Perennially high demand. The Boston region’s population has been steadily swelling for around a decade, and as of late 2019 stands at nearly 4.9 million, give or take and depending on how you draw the regional boundaries. Blame/credit a strong local economy, immigration, and the area’s overall desirability.

A corollary to this is that, because demand is so strong and prices so high, generations tend to pass down housing in the Boston area more than in some other places. Houses therefore spend several decades or more essentially off the market.

A woman parking a baby stroller along a line of strollers on a city sidewalk. Boston Globe via Getty Images

Too little supply. The Boston area’s inventory of available homes has long failed to keep pace with this high demand. Despite a brisk pace of construction—particularly in Boston proper, where thousands of new condos have come online during the past decade—the need for housing continues to outstrip the supply.

Too little supply of the right kind of housing. For decades, several towns and cities in the Boston area leaned on zoning that prioritized smaller multifamily for-sale housing or single-family houses, hoovering up available parcels with structures that in the end would not shelter that many people.

Even in the City of Boston, larger-scale condo developments have historically been hard to come by. The very noteworthiness of the current building boom is proof of that.

Plenty of buyers who can afford the prices. This goes back to the first point. It’s not just population growth in the Boston region. It’s that many of these new residents make the kind of coinage that allows them to afford $700,000 one-bedrooms and $2.5 million colonials. Sometimes being one of the world’s economic engines has its drawbacks.

Aerial view of dense city traffic at night, with cars stuck on a bridge. Boston Globe via Getty Images

Horrid commutes. Commutes in and out of—and around—Boston have worsened in recent years, whether by car or public transit. The share of Boston-area commuters who travel more than 90 minutes to and from work increased 50.1 percent from 2005 to 2016, for instance.

Living that much closer to the workplace to offset some of this time-sucking awfulness has helped drive the demand for housing near core commercial areas that much higher.

High barriers of entry to the rental market. Hey, if the monthly costs of renting and owning are not all that different, why not take the plunge? That line of thinking has motivated more than a few buyers here.

History—a long, familiar history.
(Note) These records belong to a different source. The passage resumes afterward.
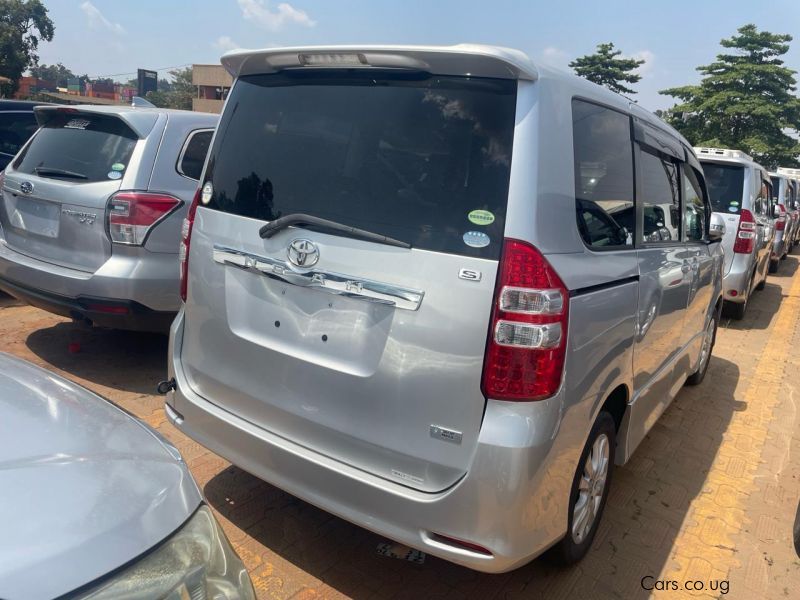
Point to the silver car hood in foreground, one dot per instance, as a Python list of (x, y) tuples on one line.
[(84, 487)]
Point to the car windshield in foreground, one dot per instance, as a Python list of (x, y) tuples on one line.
[(725, 185), (420, 159), (81, 147)]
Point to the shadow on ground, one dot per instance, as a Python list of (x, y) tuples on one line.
[(131, 361), (648, 504)]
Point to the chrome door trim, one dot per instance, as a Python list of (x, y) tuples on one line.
[(326, 281)]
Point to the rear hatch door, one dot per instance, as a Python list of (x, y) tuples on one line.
[(725, 183), (368, 353), (55, 192)]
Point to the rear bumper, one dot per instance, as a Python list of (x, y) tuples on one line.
[(779, 246), (735, 283), (105, 312), (137, 289), (513, 501)]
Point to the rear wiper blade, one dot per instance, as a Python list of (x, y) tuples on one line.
[(298, 219), (52, 172)]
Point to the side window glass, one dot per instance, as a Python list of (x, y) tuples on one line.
[(694, 209), (604, 182), (194, 155), (660, 199)]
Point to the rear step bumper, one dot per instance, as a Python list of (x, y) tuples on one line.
[(511, 502), (104, 312)]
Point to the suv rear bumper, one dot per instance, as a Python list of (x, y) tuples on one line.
[(105, 312), (737, 278), (134, 289), (513, 501)]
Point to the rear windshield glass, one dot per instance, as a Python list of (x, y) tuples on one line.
[(15, 129), (422, 159), (725, 187), (79, 147)]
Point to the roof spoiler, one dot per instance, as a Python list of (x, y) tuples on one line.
[(140, 122), (461, 60)]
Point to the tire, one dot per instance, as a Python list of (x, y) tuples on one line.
[(572, 548), (710, 338), (736, 310)]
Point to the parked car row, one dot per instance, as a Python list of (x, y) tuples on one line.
[(437, 291), (760, 211), (92, 210)]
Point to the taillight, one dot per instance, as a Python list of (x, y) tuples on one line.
[(745, 235), (527, 338), (780, 224), (183, 249), (131, 215)]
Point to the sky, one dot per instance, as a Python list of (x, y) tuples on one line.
[(112, 38)]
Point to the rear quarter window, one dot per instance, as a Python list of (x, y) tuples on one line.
[(193, 155), (604, 182), (80, 148), (423, 159)]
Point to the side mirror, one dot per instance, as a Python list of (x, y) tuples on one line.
[(716, 231)]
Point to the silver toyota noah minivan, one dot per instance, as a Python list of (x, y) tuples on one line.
[(440, 292)]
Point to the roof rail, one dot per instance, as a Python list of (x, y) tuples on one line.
[(725, 152), (795, 173)]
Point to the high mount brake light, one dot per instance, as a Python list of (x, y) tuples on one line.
[(527, 339)]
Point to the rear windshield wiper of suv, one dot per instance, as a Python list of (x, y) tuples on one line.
[(53, 172), (298, 219)]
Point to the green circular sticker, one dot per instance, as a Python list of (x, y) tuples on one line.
[(481, 217)]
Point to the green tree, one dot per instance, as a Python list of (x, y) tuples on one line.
[(604, 67), (745, 100), (23, 23), (58, 73), (176, 94)]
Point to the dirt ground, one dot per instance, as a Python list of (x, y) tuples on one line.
[(707, 502)]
Like just about every other sizable housing market in the U.S., myriad meta-trends and milestones influenced the evolution of the Boston area’s market to this super-expensive point.

These trends and events include the post-World War II suburban building boom; the so-called white flight of residents from urban areas to those fresher suburban digs; the real estate industry’s racist redlining approach (that government mandates often abetted); tax policy that favored (and favors) ownership over renting; and periods of cheap, cheap mortgage financing—such as the one we’re in now as the 2020s start, where mortgage rates are in the low to middle single digits.

Lack of longterm planning. See much of the above.